The state of things is shown by the aggravated punishment for outrages on property committed by armed bands, which was introduced by one of the better Optimates, Marcus Lucullus, as presiding over the administration of justice in the capital about the year 676[25], with the express object of inducing the proprietors of large bands of slaves to exercise a more strict superintendence over them and thereby avoid the penalty of seeing them judicially condemned. Where pillage and murder were thus carried on by order of the world of quality, it was natural for these masses of slaves and proletarians to prosecute the same business on their own account; a spark was sufficient to set fire to so inflammable materials, and to convert the proletariate into an insurrectionary army. An occasion was soon found.

Outbreak of the Gladiatorial War in Italy - Spartacus

The gladiatorial games, which now held the first rank among the popular amusements in Italy, had led to the institution of numerous establishments, more especially in and around Capua, designed partly for the custody, partly for the training of those slaves who were destined to kill or be killed for the amusement of the sovereign multitude. These were naturally in great part brave men captured in war, who had not forgotten that they had once faced the Romans in the field. A number of these desperadoes broke out of one of the Capuan gladiatorial schools (681), and sought refuge on Mount Vesuvius. At their head were two Celts, who were designated by their slave-names Crixus and Oenomaus, and the Thracian Spartacus. The latter, perhaps a scion of the noble family of the Spartocids which attained even to royal honours in its Thracian home and in Panticapaeum, had served among the Thracian auxiliaries in the Roman army, had deserted and gone as a brigand to the mountains, and had been there recaptured and destined for the gladiatorial games.

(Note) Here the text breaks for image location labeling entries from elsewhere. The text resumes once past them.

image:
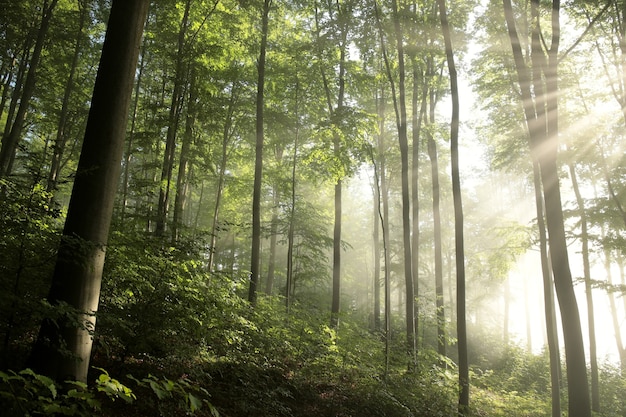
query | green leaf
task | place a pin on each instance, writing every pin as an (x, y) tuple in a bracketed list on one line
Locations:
[(195, 403)]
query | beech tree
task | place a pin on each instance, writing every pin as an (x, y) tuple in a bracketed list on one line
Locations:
[(63, 348), (539, 90)]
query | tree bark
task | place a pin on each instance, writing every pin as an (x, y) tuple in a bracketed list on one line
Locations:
[(584, 238), (541, 112), (221, 169), (459, 251), (548, 298), (434, 169), (182, 182), (167, 168), (78, 271), (9, 143), (255, 258), (61, 134)]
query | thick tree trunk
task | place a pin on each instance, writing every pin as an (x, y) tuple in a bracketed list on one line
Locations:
[(255, 258), (9, 143), (78, 272), (541, 112)]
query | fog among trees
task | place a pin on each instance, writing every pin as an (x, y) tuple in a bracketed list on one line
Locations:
[(313, 208)]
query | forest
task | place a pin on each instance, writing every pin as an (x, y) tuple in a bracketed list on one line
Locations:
[(313, 208)]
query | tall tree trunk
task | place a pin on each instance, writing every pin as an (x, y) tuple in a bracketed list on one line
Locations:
[(61, 134), (584, 238), (255, 258), (548, 298), (543, 134), (271, 266), (7, 79), (507, 309), (17, 88), (182, 179), (76, 282), (336, 278), (292, 209), (416, 122), (613, 307), (406, 204), (383, 196), (459, 251), (221, 173), (176, 105), (434, 169), (131, 136), (399, 103), (9, 143)]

The Insurrection Takes Shape

The inroads of this little band, numbering at first only seventy-four persons, but rapidly swelling by concourse from the surrounding country, soon became so troublesome to the inhabitants of the rich region of Campania, that these, after having vainly attempted themselves to repel them, sought help against them from Rome. A division of 3000 men hurriedly collected appeared under the leadership of Clodius Glaber, and occupied the approaches to Vesuvius with the view of starving out the slaves. But the brigands in spite of their small number and their defective armament had the boldness to scramble down steep declivities and to fall upon the Roman posts; and when the wretched militia saw the little band of desperadoes unexpectedly assail them, they took to their heels and fled on all sides. This first success procured for the robbers arms and increased accessions to their ranks.

Although even now a great portion of them carried nothing but pointed clubs, the new and stronger division of the militia - two legions under the praetor Publius Varinius - which advanced from Rome into Campania, found them encamped almost like a regular army in the plain. Varinius had a difficult position. His militia, compelled to bivouac opposite the enemy, were severely weakened by the damp autumn weather and the diseases which it engendered; and, worse than the epidemics, cowardice and insubordination thinned the ranks. At the very outset one of his divisions broke up entirely, so that the fugitives did not fall back on the main corps, but went straight home. Thereupon, when the order was given to advance against the enemy's entrenchments and attack them, the greater portion of the troops refused to comply with it. Nevertheless Varinius set out with those who kept their ground against the robber-band; but it was no longer to be found where he sought it. It had broken up in the deepest silence and had turned to the south towards Picentia (Vicenza near Amain), where Varinius overtook it indeed, but could not prevent it from retiring over the Silarus into the interior of Lucania, the chosen land of shepherds and robbers.